SnappyData: Apache Spark meets Embedded In-Memory Database
I will introduce the in-memory based big data processing platform seamlessly integrated with Apache Spark.
Apache Spark is an excellent distributed computing framework. However, it is necessary to read the data each time it is processed. In addition, it is necessary to write the processing results in some data store. As a result, it takes time to read and write, and there is a problem to use for real-time analytics.
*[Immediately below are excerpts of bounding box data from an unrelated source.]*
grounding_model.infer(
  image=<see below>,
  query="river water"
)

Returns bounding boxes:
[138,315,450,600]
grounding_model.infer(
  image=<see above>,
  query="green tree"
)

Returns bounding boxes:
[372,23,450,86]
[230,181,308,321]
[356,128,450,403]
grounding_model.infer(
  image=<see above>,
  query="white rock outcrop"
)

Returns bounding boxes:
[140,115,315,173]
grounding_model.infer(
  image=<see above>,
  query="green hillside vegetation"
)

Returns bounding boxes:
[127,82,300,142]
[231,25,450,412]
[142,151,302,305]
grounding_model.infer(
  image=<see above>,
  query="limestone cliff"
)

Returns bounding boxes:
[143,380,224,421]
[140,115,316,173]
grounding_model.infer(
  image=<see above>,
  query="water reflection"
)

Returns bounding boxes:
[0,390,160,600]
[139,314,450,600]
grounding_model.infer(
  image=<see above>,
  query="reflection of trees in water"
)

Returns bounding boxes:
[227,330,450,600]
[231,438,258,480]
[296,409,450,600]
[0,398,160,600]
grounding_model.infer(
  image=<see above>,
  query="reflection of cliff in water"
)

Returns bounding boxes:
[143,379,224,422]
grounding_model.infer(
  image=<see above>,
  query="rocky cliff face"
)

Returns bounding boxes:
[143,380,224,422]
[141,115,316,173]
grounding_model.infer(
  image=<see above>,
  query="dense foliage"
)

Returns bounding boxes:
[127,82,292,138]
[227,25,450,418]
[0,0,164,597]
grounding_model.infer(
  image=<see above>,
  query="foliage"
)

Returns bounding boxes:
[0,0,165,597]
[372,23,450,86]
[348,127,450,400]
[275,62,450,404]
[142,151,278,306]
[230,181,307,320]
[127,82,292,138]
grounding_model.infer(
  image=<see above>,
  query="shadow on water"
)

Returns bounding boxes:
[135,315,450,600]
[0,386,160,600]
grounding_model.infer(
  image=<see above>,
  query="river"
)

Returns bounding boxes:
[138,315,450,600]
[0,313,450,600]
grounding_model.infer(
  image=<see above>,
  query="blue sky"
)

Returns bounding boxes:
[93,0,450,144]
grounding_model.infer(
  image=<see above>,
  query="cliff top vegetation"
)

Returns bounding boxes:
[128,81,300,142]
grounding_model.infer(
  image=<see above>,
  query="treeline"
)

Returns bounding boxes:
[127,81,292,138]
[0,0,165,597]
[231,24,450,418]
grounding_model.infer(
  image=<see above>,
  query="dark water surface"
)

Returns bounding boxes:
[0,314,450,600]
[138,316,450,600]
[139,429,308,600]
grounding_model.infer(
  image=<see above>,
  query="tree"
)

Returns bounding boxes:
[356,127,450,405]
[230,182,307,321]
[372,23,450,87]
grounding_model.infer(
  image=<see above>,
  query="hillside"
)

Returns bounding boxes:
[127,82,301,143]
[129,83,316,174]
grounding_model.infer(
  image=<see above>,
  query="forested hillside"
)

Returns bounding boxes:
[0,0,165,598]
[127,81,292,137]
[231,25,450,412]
SnappyData can solve this problem. SnappyData integrates the features of distributed in-memory database into Spark JVM. This makes both distributed computing and data store features available in one cluster. In other words, the data already exists in the distributed in-memory database cluster and you can execute Spark processing on that database.
The advantages of using SnappyData are as follows:
- Simple (Because both distributed computing and database features can be used in one cluster)
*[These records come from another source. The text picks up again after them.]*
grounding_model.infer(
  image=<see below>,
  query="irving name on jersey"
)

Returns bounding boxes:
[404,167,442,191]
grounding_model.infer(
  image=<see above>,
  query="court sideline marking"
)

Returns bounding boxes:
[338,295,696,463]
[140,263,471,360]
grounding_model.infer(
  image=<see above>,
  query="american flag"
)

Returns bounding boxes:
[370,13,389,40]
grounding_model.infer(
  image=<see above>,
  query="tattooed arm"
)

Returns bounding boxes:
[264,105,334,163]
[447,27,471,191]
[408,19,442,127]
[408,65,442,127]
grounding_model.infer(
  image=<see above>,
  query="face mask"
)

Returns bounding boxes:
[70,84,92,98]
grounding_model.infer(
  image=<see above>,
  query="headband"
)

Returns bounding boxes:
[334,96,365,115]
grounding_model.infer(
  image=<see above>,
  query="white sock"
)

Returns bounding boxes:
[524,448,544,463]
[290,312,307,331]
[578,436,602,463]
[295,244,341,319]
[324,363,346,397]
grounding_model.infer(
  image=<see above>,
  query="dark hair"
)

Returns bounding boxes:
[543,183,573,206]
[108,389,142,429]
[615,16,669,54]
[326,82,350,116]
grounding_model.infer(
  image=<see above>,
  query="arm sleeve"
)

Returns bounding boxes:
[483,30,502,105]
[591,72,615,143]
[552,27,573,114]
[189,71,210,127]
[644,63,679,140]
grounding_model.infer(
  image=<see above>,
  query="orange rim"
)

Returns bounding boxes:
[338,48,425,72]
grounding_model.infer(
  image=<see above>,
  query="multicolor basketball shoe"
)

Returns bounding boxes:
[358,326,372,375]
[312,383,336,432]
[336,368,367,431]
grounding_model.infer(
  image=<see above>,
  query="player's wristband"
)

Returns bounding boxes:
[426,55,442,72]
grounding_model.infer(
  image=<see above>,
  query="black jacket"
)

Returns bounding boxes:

- Fast (No need to access another data store when reading / writing data)
- Spark Tuning (Optimized DAG generation, partially using extended Spark SQL workload)
- Mutable DataFrame (Can update DataFrame)
- Real-time state sharing between Spark wokers and transaction
- Unified data access API by table and SQL
- Synapsis Data Engine (Return processing results at fast at the expense of accuracy)
SnappyData is an extension of Spark. Therefore, in addition to SnappyData's own features, Spark's various features are also available.